JP2006127880A - Power supply system - Google Patents

Abstract

<P>PROBLEM TO BE SOLVED: To enjoy at the maximum high efficiency power generation and effect on quick charge of a fuel cell while small size and light weight are kept by mounting the fuel cell on a video camera in a divided state. <P>SOLUTION: A power generating means of the fuel cell is mounted on a video camera body, a fuel supply device attachable to and removable from the video camera body is installed, and the means such as a reformer and a hydrogen storage alloy are installed in the fuel supply means. <P>COPYRIGHT: (C)2006,JPO&NCIPI

Description

  The present invention assumes a portable device that requires relatively large electric power, particularly a tool that requires hand-operated operation and handling with a small turn, specifically, a digital camera and a digital video camera that capture image data toward a moving object.
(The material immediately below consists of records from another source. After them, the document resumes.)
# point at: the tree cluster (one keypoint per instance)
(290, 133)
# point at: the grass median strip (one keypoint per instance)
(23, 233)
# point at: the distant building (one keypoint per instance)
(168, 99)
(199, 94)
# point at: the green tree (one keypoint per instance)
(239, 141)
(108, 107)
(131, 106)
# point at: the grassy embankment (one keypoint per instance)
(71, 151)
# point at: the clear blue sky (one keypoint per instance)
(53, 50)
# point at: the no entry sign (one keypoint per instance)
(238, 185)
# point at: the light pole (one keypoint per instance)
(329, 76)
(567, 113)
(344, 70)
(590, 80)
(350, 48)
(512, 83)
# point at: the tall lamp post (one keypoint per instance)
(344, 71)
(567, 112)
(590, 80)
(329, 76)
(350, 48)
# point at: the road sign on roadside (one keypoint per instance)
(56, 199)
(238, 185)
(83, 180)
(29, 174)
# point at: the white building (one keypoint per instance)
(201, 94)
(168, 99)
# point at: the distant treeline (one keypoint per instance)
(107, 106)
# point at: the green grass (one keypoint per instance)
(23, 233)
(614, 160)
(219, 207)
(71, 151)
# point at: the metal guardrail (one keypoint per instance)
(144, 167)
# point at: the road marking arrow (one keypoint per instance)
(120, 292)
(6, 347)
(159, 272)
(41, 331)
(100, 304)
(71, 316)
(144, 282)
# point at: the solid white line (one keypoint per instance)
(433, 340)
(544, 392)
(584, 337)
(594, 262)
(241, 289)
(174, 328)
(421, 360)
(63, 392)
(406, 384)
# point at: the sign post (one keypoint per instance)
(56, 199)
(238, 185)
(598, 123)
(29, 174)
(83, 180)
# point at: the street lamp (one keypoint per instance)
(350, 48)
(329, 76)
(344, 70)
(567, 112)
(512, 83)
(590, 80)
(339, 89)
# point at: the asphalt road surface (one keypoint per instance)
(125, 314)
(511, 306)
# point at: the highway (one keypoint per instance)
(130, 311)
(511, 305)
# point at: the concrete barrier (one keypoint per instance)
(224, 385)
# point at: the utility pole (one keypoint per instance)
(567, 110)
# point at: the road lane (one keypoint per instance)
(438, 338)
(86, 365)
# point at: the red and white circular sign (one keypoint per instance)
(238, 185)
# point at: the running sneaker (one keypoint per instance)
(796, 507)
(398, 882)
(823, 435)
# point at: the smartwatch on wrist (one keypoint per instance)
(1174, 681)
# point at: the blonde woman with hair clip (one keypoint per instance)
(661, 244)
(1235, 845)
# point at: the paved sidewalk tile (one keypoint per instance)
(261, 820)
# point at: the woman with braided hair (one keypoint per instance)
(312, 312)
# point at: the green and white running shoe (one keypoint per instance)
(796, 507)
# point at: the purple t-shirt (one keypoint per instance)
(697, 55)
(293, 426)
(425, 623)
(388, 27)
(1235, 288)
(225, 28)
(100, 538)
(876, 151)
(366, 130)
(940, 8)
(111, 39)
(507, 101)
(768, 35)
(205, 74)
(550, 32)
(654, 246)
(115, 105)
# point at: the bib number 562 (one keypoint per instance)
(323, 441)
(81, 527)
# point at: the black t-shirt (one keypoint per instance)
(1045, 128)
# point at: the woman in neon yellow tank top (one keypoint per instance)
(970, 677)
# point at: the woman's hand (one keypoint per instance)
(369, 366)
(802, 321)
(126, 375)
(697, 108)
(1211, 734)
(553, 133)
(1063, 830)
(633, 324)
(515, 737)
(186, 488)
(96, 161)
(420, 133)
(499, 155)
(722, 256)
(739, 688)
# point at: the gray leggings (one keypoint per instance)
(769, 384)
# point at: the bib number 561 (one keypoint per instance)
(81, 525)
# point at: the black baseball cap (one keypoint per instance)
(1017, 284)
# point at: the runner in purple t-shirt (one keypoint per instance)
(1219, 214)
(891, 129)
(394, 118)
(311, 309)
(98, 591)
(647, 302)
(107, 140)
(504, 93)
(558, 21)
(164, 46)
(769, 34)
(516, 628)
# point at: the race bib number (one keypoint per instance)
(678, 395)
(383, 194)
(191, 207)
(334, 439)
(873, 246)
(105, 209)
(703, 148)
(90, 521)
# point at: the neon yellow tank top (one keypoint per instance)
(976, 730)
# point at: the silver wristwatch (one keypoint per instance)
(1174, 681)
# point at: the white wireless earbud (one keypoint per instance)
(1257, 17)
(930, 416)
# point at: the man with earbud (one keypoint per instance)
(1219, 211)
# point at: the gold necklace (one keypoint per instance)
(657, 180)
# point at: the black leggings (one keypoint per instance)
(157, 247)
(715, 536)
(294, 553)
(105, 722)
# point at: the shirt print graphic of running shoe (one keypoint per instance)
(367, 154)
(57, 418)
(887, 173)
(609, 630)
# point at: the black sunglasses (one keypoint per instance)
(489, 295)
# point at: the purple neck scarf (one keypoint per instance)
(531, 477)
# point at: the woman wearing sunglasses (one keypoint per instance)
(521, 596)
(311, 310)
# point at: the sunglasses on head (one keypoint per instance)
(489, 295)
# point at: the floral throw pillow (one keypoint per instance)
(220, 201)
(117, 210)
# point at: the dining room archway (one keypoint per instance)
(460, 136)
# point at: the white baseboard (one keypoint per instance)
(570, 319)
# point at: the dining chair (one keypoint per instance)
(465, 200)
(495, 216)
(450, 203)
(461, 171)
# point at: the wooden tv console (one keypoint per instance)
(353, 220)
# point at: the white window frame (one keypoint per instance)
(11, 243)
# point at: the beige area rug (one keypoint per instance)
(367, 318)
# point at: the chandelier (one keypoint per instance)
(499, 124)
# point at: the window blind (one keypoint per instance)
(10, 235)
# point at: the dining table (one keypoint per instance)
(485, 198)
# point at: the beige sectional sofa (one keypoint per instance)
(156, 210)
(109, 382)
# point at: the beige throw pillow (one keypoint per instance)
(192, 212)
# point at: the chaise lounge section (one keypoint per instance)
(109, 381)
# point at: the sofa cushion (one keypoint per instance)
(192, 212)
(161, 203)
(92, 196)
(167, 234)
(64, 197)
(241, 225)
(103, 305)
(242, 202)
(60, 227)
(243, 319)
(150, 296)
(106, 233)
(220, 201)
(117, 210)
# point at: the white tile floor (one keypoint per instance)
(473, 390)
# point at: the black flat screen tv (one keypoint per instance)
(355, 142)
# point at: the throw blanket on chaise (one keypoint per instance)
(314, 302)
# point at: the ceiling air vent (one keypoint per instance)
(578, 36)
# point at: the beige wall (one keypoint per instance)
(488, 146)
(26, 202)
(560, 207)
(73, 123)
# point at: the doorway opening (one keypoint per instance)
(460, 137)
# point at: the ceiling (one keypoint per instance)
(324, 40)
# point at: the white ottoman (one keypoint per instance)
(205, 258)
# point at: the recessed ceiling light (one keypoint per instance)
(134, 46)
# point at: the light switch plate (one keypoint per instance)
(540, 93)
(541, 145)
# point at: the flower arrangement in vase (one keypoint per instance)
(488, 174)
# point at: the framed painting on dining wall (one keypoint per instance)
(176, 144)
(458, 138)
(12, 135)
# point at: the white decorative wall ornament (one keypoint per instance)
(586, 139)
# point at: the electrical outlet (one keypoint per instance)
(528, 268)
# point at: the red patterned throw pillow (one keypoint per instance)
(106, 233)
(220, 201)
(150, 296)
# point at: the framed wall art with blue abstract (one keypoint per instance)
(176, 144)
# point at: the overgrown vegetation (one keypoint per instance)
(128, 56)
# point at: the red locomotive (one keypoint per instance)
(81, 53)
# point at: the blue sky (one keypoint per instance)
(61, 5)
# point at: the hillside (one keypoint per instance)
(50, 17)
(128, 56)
This is a technology related to the power supply system.

  Among digital devices that require a relatively large amount of power, cameras that are important for portability, especially video cameras, have become smaller and have a large area and weight.

  Therefore, there is a need for a battery system that is even more efficient than current lithium ion secondary batteries.

  On the other hand, fuel cells that have recently attracted attention are expected to be applied not only to electric vehicles but also to portable devices in addition to their considerably high conversion efficiency.

  Here, a configuration example in applying a general fuel cell to a portable device will be described with reference to FIG.

  In the figure, 100 is a fuel cell unit, 101 is a fuel tank such as ethanol, 102 is an evaporator, 103 is a reformer that converts ethanol into a component containing hydrogen, and 104 is a hydrogen separator that extracts hydrogen from the generated component , 106 is a stack of a fuel cell main body that extracts electrons by a chemical reaction between hydrogen and oxygen, 107 is a secondary battery that is charged with electricity by the extracted electrons, and 108 is hydrogen that condenses moisture generated by the chemical reaction of the fuel cell. It is a condenser.

  Here, the process of generating electricity will be described with reference to FIG.

  When the electric supply is turned on, the control unit 110 starts the fuel supply to the fuel tank 101.

Ethanol, which is the main fuel of the fuel cell, is supplied from the fuel tank 101 to the evaporator 102. On the other hand, the control unit 110 instructs the heating unit 105 to start heating, and heats the evaporator 102 and the reformer 103. In the evaporator 102, moisture generated by a power generation action described later is also supplied in addition to the ethanol, and ethanol and moisture are evaporated and supplied to the reformer 103 by the overheating operation. In the heated reformer 103, the supplied ethanol and moisture gas is converted into CH ₃ OH + H ₂ O → CO ₂ + 3H ₂ by a catalyst such as ruthenium (Ru).
The chemical reaction occurs, and hydrogen (H ₂ ) and the like are generated. The product is separated into carbon dioxide and hydrogen by a hydrogen separator 104 using palladium (Pd) or the like, and only hydrogen is supplied to the fuel cell stack 106. The generated hydrogen is partially returned to the heating unit 105 and used for the combustion action of the heating unit.

  6 and 7 show the structure of a stack (main body) 106 of a general fuel cell using hydrogen as a fuel. In FIG. 6, 201 is a fuel electrode side gas passage, 202 is a fuel electrode (anode), 203 is a separator, 204 is a polymer solid electrolyte membrane, 205 is a separator, 206 is an air electrode (cathode), and 207 is an air electrode side gas. It is a passage. As shown in FIG. 7, these members 201 to 207 form a set of overlapping structures to form a cell, and the fuel cell main body is configured to have a structure in which the cells are stacked in a stacked structure.

Next, the power generation operation in the fuel cell main body will be described with reference to FIG. First, hydrogen as fuel is sucked from the inlet 201a of the gas passage 201 on the fuel electrode side. In the fuel electrode 203, the catalytic action of platinum
2H ₂ → 4H ⁺ + 4e ⁻
The chemical reaction occurs. The hydrogen ions generated here move through the electrolyte polymer 204. The electrolyte polymer 204 only conducts hydrogen ions, not electrons. The generated electrons flow out to an external electric circuit through the separator 205.

On the other hand, on the air electrode side, electrons flowing from the outside flow to the air electrode 206 through the separator 205. In the air electrode 206, a chemical reaction occurs between oxygen in the air sucked into the gas passage 207 from the outside and hydrogen ions conducted through the electrolyte polymer 106.
O ₂ + 4H ⁺ + 4e ⁻ → 2H ₂ O

  Here, the generated moisture is discharged from the outlet 207 of the gas passage.

The overall reaction is
2H ₂ + O ₂ → 2H ₂ O
The exothermic reaction occurs and the flow of electrons is generated, so that the power generation operation is performed.

  As described above, the fuel cell stack 106 develops a power generation operation and also generates moisture and heat.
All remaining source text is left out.